1932 – save me the waltz ~ zelda fitzgerald

When Zelda Sayre married F. Scott Fitzgerald, the couple instantly became New York celebrities. They were young, glamorous – and very much in love. But in private, their marriage was falling apart. Scott was an alcoholic, and had numerous affairs.

The strain on Zelda was tremendous. After being diagnosed with schizophrenia, Zelda spent time at a residential clinic. There, alone, over the course of six weeks, she wrote her first and only novel: Save Me The Waltz.

When he found out Zelda was muscling in on what he considered to be his territory, her husband was furious. Even more so when he discovered that his wife’s novel was based largely on their private lives…the same private lives he was using as material in his novel, Tender is the Night, which he’d been working on for years. Hellooo, double standards…

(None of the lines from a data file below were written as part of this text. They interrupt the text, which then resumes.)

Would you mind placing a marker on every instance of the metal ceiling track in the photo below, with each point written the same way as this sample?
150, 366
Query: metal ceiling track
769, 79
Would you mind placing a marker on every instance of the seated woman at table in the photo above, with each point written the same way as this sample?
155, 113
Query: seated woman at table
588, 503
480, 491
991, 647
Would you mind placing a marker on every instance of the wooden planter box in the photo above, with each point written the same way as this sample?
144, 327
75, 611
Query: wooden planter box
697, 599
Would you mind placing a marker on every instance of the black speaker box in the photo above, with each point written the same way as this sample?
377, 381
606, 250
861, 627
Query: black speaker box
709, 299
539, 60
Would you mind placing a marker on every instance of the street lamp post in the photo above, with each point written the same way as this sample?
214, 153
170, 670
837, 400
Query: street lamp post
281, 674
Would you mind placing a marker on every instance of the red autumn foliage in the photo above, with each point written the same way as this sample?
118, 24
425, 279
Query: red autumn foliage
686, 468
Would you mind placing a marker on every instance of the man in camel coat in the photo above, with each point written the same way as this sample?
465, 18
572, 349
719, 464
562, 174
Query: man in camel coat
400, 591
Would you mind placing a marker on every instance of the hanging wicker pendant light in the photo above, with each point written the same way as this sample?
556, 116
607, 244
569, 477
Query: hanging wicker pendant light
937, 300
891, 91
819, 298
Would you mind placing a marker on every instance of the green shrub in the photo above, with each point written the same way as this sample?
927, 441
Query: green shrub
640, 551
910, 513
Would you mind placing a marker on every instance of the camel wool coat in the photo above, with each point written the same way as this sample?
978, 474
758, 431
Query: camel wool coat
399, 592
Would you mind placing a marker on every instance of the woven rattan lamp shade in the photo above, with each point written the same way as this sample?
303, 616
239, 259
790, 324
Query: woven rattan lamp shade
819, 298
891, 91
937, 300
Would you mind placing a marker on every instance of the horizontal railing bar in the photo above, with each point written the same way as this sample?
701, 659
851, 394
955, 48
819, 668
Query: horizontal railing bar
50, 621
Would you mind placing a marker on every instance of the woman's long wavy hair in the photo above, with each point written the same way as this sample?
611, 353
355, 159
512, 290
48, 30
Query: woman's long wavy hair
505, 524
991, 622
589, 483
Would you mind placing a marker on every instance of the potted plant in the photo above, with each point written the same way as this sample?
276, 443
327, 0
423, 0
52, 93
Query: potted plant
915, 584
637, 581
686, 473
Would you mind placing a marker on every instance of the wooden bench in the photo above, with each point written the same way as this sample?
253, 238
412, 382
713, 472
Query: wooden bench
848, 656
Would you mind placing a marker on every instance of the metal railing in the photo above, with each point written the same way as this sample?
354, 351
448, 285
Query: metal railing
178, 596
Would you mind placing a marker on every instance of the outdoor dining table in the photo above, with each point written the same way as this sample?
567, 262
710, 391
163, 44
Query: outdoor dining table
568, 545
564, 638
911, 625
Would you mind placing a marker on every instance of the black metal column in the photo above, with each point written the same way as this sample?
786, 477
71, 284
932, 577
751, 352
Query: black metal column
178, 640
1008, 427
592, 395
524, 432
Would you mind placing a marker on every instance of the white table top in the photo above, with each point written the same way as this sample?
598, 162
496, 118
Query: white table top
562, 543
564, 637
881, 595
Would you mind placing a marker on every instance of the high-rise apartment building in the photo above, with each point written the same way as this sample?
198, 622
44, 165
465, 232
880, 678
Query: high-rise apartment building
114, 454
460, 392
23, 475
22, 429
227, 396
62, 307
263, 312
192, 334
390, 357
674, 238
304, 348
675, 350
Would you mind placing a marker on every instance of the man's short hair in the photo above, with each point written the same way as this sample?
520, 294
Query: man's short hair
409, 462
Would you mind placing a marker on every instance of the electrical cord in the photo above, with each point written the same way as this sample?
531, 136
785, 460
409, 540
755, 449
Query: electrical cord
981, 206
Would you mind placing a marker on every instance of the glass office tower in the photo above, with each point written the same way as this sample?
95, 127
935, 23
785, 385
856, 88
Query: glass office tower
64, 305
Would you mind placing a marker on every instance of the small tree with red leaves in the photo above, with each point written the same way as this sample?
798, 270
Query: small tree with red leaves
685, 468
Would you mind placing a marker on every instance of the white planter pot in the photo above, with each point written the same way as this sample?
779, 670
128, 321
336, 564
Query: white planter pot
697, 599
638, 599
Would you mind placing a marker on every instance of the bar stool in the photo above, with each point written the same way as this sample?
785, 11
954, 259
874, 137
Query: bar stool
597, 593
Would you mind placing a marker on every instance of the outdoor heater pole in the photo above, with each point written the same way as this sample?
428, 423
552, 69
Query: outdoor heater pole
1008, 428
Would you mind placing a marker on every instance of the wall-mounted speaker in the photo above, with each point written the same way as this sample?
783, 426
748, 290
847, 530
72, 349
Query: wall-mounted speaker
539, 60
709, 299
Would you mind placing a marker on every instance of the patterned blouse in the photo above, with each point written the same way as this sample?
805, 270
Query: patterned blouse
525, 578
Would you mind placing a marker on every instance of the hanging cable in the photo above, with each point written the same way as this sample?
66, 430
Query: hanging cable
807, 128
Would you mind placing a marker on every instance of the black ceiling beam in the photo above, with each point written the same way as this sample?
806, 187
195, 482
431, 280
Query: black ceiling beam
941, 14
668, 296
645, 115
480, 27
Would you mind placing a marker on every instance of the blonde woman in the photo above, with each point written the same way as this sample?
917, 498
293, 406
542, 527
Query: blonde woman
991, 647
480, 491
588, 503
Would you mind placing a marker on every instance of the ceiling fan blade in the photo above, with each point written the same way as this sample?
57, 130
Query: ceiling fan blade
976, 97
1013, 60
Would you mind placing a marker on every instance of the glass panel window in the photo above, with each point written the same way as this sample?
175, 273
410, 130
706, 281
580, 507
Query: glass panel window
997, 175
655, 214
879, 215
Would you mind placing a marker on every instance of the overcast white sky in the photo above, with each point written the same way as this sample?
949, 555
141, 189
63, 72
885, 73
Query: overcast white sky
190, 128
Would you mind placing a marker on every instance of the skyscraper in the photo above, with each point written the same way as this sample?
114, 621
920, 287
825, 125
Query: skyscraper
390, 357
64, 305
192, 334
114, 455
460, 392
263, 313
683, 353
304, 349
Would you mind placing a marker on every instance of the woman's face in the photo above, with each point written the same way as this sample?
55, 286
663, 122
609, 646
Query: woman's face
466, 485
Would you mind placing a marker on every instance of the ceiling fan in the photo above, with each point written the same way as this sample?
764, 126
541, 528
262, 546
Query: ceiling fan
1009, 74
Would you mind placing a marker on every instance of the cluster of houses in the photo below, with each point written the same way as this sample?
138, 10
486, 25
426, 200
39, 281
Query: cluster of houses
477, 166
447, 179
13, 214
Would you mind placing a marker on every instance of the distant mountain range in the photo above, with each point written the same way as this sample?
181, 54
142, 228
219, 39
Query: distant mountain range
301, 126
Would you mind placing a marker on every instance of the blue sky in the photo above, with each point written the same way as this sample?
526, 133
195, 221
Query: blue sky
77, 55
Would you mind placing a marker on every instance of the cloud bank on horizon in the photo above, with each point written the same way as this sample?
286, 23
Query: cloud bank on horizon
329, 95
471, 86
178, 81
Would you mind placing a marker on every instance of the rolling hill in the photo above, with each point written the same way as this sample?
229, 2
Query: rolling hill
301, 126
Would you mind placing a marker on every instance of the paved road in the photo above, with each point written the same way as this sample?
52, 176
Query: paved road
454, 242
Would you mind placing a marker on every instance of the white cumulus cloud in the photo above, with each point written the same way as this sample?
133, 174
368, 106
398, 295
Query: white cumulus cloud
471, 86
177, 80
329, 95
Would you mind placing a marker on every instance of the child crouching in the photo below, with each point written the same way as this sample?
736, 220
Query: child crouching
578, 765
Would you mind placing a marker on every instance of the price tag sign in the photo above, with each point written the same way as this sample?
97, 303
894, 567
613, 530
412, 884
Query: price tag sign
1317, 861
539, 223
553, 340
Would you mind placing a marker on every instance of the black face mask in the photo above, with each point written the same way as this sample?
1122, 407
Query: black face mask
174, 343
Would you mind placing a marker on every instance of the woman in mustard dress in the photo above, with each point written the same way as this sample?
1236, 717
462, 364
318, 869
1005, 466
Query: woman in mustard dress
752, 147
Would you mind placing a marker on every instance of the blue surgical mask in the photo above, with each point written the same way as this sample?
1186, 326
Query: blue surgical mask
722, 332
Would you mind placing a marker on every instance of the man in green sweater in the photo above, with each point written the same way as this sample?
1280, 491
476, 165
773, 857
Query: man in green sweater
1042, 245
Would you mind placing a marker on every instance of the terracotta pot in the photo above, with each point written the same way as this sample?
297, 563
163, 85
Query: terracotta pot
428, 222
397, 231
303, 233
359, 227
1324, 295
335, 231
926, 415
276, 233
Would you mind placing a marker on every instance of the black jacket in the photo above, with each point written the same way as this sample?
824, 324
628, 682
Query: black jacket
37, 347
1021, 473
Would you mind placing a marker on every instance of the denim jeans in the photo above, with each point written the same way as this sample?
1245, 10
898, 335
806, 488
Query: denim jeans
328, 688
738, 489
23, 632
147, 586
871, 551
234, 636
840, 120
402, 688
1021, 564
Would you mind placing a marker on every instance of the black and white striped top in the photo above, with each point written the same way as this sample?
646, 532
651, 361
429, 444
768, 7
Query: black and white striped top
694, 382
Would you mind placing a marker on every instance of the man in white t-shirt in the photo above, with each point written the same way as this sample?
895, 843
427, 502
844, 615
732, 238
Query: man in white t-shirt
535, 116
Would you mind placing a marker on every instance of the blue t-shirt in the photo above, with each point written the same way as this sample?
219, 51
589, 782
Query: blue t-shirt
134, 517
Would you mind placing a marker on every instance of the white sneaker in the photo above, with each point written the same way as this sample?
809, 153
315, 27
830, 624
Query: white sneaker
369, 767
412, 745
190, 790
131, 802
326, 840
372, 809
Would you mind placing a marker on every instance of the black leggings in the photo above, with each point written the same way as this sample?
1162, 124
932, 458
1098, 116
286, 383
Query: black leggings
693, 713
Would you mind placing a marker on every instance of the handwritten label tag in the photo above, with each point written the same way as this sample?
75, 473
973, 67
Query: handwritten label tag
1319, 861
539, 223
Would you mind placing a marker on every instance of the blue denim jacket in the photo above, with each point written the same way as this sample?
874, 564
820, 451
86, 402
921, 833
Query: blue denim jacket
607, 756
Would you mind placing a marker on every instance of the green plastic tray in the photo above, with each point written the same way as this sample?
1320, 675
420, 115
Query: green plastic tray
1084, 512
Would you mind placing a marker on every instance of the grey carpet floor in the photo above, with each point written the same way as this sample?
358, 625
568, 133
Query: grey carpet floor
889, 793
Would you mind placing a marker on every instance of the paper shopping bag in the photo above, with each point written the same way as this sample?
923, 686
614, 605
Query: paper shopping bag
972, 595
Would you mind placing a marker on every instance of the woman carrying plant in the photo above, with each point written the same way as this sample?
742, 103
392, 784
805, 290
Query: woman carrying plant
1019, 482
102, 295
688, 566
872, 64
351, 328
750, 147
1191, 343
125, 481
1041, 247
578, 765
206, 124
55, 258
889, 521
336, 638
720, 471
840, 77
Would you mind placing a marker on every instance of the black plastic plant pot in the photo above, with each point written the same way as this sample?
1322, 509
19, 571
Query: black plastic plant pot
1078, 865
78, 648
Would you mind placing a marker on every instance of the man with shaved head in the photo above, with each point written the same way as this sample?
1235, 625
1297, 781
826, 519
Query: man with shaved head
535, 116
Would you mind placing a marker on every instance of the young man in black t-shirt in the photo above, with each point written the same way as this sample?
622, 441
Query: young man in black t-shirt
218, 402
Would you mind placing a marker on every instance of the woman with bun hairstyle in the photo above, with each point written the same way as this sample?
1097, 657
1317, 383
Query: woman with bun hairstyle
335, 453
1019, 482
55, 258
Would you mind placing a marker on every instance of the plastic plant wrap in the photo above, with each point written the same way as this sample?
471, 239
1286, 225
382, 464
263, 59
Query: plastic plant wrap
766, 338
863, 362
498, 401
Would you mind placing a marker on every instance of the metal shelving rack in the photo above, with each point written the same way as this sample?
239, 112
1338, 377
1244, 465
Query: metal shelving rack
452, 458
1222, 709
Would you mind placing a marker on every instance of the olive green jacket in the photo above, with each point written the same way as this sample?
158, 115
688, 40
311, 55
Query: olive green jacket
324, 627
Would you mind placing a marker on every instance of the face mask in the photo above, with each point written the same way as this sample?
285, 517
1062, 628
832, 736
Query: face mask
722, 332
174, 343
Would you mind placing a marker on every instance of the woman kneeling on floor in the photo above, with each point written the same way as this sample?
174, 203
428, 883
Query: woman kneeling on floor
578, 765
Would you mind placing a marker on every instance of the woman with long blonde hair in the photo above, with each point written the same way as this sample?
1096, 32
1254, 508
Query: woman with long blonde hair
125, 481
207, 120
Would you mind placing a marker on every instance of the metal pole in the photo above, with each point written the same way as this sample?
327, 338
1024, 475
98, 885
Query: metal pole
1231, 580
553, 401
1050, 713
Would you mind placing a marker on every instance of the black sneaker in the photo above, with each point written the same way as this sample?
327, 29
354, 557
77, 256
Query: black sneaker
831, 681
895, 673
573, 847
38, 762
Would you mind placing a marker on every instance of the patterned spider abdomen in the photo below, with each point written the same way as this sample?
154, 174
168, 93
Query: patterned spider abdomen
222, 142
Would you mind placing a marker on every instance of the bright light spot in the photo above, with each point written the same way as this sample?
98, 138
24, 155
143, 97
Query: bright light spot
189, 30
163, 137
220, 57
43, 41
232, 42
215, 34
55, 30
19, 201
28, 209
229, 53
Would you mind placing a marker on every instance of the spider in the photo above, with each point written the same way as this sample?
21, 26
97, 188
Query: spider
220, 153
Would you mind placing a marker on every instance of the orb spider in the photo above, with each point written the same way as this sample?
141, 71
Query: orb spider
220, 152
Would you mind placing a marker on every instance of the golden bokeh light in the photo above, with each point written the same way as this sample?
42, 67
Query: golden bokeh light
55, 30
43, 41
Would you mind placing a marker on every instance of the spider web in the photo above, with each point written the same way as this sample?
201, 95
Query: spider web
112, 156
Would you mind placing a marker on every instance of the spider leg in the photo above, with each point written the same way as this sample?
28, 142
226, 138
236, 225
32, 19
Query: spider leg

Before Save Me The Waltz was published, Fitzgerald edited the text himself, changing things he didn’t like. Not surprisingly, Zelda’s original manuscript has been lost, so we’ll never see this novel as she intended.

Reading about Zelda’s life, I really respect her, not only as a writer, but as a woman. Everyone was convinced she was out of her mind, and every attempt she made to express herself artistically was met with intense criticism.

Unfortunately, this isn’t a story with a happy ending. Zelda was later admitted to an institution, this time permanently, where she died in a fire. Her voice was silenced forever.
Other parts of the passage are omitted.